Re: Welcome to the Internet
@Warm Brew,
"To be fair, JSON is in part an answer to the problem that ASN.1 is (the clue is in the name) an Abstract specification."
Well, I'm not sure that the term abstract in this sense is a real problem. Both JSON, ASN.1 and XML can represent any data in a manner in a programming language neutral way. The schema languages follow a similar philosophy (i.e. allowing one to say everything there is to know about data that will be passed). The only real difference in outcome is that JSON and associated tools are not as well pinned down as, say, ASN.1 or XSD.
"After that you have to pick an "encoding rule" and, while these are rather better defined than JSON, they're not without their problems: there can be different ways of encoding the same thing (potentially awkward if you're trying to do digital signatures) and encodings that can't encode all possible data (GSER - which is why it's not widely used)."
Personally speaking I find the wide variety of encoding rules available under ASN.1 very liberating; there's one for every occasion. Mixing and matching between them can be a pain in the arse, and understanding exactly which variant is in use is indeed problematical. But at least they're rigidly defined. GSER sounds, well, unpleasant...
"The binary encodings are prone to programming errors if hand-crafted, but tried-and-tested libraries can be a fairly heavyweight addition to a simple project and are not immune to bugs even now."
Agreed, handcrafting ASN.1 serialisation code is definitely a mugs game. I've found that a couple of the commercial toolchains / libraries are pretty good, and have for me at least been excellent value for money.

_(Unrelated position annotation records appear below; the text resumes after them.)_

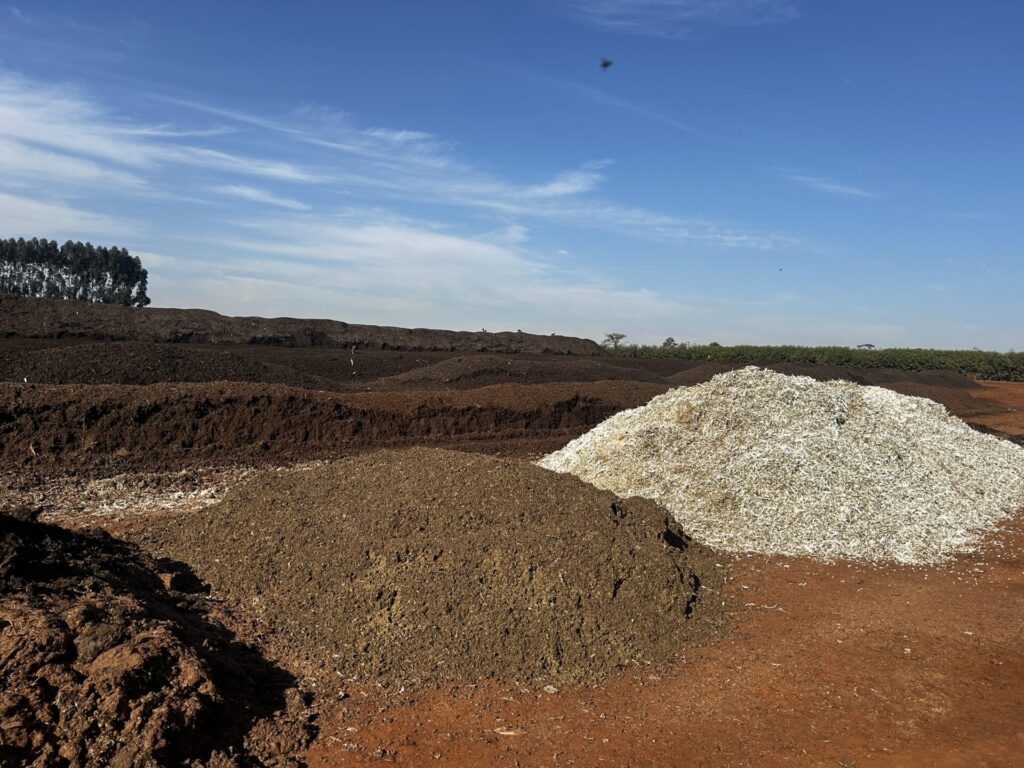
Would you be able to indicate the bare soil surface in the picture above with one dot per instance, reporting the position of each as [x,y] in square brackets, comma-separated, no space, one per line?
[104,659]
[823,666]
[818,665]
[162,426]
[137,363]
[427,566]
[56,318]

I've had interesting discussions with the vendors concerning the "heavyweightedness" of their tools, particularly C++. These days one would imagine that they'd be leveraging all the nice containers provided by the STL to give a pleasant programming interface to things like lists, sequences, etc. but there's a strong resistance to doing so. Part of the issue is that they've all built up non-STL C++ implementations which, conveniently, they can support on platforms of lighter weight (e.g. C++ on microcontrollers where STL is a rare beast).
And yes, there can be bugs. I've come across some myself. But in theory every bug identified and fixed which results in a whole lot of code everywhere becoming better with minimal effort on the part of the system developer. They just get an updated toolchain, rebuild, et voila. Certainly it's better than having to fix numerous pieces of handcrafted code every time an interface is found to be crufty.

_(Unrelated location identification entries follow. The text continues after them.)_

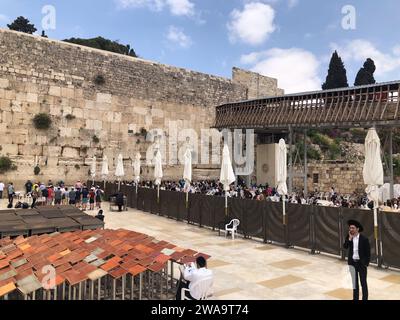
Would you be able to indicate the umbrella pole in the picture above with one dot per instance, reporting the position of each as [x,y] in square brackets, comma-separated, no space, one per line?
[376,230]
[226,203]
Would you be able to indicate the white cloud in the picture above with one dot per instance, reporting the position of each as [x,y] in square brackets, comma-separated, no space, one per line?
[176,7]
[181,7]
[253,25]
[296,69]
[359,50]
[4,19]
[177,36]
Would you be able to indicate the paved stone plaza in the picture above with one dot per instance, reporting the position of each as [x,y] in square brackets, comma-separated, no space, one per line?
[250,269]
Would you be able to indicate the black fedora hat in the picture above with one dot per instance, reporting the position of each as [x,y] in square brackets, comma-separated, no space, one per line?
[356,224]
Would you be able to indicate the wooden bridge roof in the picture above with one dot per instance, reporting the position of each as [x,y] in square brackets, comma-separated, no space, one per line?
[361,106]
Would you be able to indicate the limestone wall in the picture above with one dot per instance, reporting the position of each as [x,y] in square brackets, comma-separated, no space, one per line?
[258,86]
[345,177]
[43,75]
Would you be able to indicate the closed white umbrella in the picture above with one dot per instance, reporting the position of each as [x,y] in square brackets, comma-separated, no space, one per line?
[119,170]
[93,169]
[281,164]
[373,172]
[104,170]
[136,169]
[227,176]
[158,174]
[187,172]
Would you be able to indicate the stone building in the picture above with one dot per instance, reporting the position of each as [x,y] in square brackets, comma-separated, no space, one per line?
[103,103]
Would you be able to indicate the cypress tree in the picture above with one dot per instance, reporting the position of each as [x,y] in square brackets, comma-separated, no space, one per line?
[366,74]
[336,77]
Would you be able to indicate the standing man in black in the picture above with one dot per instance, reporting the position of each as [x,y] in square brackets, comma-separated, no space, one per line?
[359,255]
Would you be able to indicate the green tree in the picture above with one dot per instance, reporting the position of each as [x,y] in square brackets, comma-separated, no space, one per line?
[366,74]
[336,77]
[22,24]
[104,44]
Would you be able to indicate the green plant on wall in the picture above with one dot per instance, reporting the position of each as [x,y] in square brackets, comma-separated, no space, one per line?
[95,139]
[36,170]
[42,121]
[99,80]
[70,117]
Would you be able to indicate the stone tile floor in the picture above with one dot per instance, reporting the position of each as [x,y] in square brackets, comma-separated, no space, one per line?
[250,270]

"Having said that, there does seem to be an irrational prejudice in the Unix-derived world to exchanging data in any form other than western-culturally-specific string formats which don't seem to be either time- or space-efficient."

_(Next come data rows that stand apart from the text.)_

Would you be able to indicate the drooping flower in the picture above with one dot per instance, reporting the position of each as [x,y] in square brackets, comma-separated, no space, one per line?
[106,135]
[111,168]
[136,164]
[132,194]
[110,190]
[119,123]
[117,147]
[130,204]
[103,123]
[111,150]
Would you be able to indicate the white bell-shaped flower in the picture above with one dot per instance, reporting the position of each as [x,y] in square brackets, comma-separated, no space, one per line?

It's definitely a UNIX thing. Example: the howls of rage with SystemD not storing logs in human readable text, requiring a journal control programme to access log data. Part of the Unix world's preference for text is "ease of debugging", but I think that's false economy. Having exchanges easily read by a human is all very well and good, but if you end up having to do that a lot because the interface spec is poorly written and poorly implemented then it's a waste of time. Far better indeed to go for a rigid interface definition system of any sort and prevent having to spend endless hours pouring over text files / streams, etc.
And for tools like ASN.1 there's some excellent debugging capabilities anyway. With the commercial tools you can get some excellent data viewers which will interpret data and show you what it contains. The online ASN.1 Playground is a useful freebie for doing this. Wireshark also includes an ASN.1 parser - capture a TCP stream, import the ASN.1 schema, see what data is being exchanged. Wireshark can also do the same for Google Protocol Buffers.
So I think in this day an age the idea that things have to be human readable to be debuggable is well and truly debunked.
"And to anything arising from ISO/IEC/ITU. So a complex standard with at least different options for encoding the actual data is going to struggle, even if it has burrowed into some of the further corners of the Internet (e.g. SNMP and the widespread use of X.509 certificates)."
Perhaps. Let's not forget LDAP too, something that no one has been able to displace. Some of these things have come out of X500 rather than out of Unix, which may explain their nature.